Foto. Dok. Pribadi |
JAKARTA, VERBIVORA.com-Anggota Dewan Perwakilan Rakyat Republik Indonesia, Yosep B. Badeoda, mengatakan perdagangan orang yang terjadi di Indonesia belakangan ini merupakan suatu kejahatan luar biasa.
Ia menyebut perdagangan orang sebagai kejahatan luar biasa karena dilakukan secara sistematis dan masif yang mengorbankan martabat kemanusiaan.

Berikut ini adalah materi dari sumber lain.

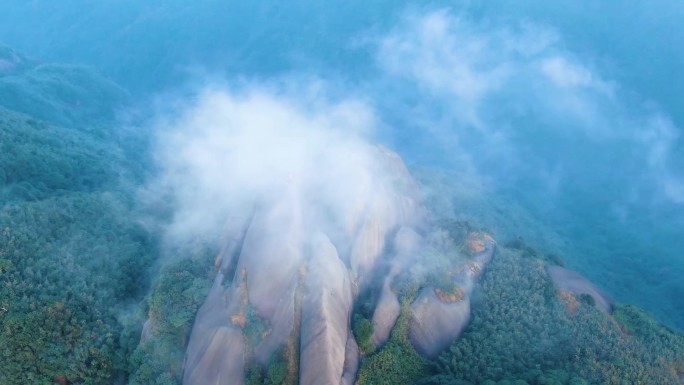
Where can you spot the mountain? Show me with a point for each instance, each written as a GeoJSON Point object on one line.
{"type": "Point", "coordinates": [260, 235]}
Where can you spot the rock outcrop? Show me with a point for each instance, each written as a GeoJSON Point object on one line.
{"type": "Point", "coordinates": [435, 323]}
{"type": "Point", "coordinates": [299, 252]}
{"type": "Point", "coordinates": [571, 281]}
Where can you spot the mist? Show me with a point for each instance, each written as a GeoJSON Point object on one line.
{"type": "Point", "coordinates": [326, 147]}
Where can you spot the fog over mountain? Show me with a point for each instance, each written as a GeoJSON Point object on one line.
{"type": "Point", "coordinates": [349, 192]}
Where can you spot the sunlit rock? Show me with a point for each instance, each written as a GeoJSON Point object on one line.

“Perdagangan orang adalah suatu jenis kejahatan luar biasa terhadap martabat manusia yang dilakukan secara sistematis dan masif”, kata anggota DPR RI yang membidangi Komisi Hukum dan Hak Asasi Manusia itu dalam rangkaian diskusi menyongsong dies natalis Perhimpunan Mahasiswa Katolik Republik Indonesia ke-71 (20/04) di markas besar PMKRI, Menteng, Jakarta Pusat.
Namun, meski menyebut perdagangan orang sebagai kejahatan luar biasa, ia segera menimpali bahwa Undang-Undang tentang perdagangan orang hanya menegaskan perdagangan orang sebagai kejahatan biasa. “Tapi, sayangnya, Undang-Undang No. 21 Tahun 2017 memandang persoalan tersebut sebagai kejahatan biasa,” kata politisi Partai Demokrat tersebut dalam diskusi bertajuk “Perempuan Indonesia Dalam Prahara Perdagangan Orang” yang diadakan Lembaga Pemberdayaan Perempuan PP PMKRI.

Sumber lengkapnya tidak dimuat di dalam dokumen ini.